Jordan Weissmann - Jordan Weissmann is an associate editor at The Atlantic. He has written for a number of publications, including The Washington Post and The National Law Journal.

Black Friday's Big Lesson Has Nothing to Do With the Recovery

By Jordan Weissmann
Nov 29 2011, 2:12 PM ET Comment

This year's Thanksgiving sales don't tell us anything about the health of our economy. But they do show us something about its digital future.

615_Holiday_Phones.jpg

Reuters

The American shopper is back! Or is she?

Here's what the Black Friday/Cyber Monday numbers tell us: Americans just spent a lot of money. The National Retail Federation estimates that Americans spent a record $52 billion dollars through Sunday. That doesn't include the online retail haul from Cyber Monday. Online sales on Cyber Monday eclipsed last year's record of $1.03 billion, according to Coremetrics.

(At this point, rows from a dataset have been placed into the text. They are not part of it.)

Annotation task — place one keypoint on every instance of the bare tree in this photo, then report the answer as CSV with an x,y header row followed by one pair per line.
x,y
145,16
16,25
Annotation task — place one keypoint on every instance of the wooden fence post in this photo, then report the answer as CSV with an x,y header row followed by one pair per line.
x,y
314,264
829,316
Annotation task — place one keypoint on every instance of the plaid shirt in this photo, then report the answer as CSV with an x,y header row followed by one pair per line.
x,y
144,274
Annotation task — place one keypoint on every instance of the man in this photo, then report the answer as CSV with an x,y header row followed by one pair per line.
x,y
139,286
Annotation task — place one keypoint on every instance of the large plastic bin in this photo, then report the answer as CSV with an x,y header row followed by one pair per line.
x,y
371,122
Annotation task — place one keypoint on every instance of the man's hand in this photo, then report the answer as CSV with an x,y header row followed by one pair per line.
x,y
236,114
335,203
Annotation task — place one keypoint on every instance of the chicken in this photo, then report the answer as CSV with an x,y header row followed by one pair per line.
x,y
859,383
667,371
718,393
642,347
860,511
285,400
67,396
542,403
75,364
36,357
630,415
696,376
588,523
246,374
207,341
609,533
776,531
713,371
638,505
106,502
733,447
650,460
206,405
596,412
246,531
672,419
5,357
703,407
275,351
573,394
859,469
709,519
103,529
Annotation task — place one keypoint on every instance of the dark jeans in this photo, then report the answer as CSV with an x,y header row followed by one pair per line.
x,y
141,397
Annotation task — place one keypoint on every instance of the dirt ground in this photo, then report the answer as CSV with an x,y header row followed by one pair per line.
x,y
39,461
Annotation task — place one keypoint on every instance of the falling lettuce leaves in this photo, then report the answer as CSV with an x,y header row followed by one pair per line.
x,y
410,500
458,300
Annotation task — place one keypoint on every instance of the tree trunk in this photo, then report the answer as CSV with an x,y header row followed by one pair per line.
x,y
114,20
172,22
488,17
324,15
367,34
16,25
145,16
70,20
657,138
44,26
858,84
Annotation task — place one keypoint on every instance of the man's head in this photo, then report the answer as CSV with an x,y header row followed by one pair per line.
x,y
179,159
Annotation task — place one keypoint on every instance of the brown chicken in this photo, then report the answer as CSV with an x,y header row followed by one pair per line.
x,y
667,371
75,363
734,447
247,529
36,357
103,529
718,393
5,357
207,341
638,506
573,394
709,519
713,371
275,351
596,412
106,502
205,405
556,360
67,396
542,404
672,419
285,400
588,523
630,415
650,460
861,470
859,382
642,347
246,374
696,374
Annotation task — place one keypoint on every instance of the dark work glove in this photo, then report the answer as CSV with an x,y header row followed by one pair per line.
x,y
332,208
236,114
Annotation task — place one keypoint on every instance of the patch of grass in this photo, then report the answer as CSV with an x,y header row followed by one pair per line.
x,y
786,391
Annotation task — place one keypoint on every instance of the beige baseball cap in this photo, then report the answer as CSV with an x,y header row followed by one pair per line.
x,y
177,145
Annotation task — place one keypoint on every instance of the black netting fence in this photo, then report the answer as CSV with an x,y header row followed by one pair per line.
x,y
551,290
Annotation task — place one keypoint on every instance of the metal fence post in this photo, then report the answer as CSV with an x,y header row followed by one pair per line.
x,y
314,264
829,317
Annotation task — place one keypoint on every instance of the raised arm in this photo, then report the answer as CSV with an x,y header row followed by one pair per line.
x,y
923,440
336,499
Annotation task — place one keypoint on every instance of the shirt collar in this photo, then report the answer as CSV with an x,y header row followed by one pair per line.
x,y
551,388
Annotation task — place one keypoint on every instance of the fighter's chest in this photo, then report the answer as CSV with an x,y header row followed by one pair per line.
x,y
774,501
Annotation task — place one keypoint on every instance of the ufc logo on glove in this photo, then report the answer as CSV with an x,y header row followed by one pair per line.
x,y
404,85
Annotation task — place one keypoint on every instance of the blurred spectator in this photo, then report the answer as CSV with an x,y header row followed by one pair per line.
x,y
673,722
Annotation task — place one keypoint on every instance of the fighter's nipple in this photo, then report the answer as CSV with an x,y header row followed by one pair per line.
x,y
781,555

Here's what the numbers don't tell us: anything useful about the recovery. Are shoppers really more confident about the economy? Or are they just desperate for deals? We don't know. The last time shoppers spent this much over Thanksgiving were the dark days of 2008. Afterwards, holiday sales promptly fell off a cliff.

But this weekend's shopping spree provides another important lesson. It tells us how we shop. The key storyline of Thanksgiving 2011 is not about mobs lining up at midnight. It's about buyers leaning back with iPads after the big family dinner. It's about the continuing rise of online, and especially mobile, shopping.

Consider these numbers. On Black Friday, in-store purchases increased about 7%. But online, Thanksgiving Day, Black Friday, and Cyber Monday sales jumped by 39%, 24% and 33%, respectively.

Growth in mobile was even more explosive. PayPal reported that payments via phones and tablets were up more than 500% on each of the three major shopping days. IBM said mobile devices were responsible for 9.8% percent of online Black Friday sales, up from 3.2% a year ago.

So no, mobile hasn't replaced good old fashioned Black Friday chaos. It hasn't even replaced regular old web browsing. But it's arrived as a key piece of holiday commerce. And it's only going to get bigger.

That has implications across business. For retail, it means adjusting to customers who are harder to lure and more discriminating. More people are doing their shopping while sitting with family on Thanksgiving proper rather than waiting for a trip to the mall the next day. And when they do make that trip to Macy's or Target, shoppers can browse the aisles phone in hand, comparing prices. For Silicon Valley, it underscores the need to win the mobile arms race. In the end, the fates of the tech's giants are tied to our shopping habits. Google and Facebook live off ads. Amazon lives off eCommerce. And as more and more Americans shop on phones and tablets, owning those spaces will be ever more crucial to their business models. It's why Amazon has the Kindle Fire, and why Facebook is working on a new phone with HTC.

Thanksgiving sales won't tell us whether the economy is about to take off. But they do tell us what we've become as a shopping culture. More than that, as the biggest consumer nation on earth, it tells us where we're headed as a business culture. Our future is on our phones. And the companies that learn to compete in that environment are the companies that will survive.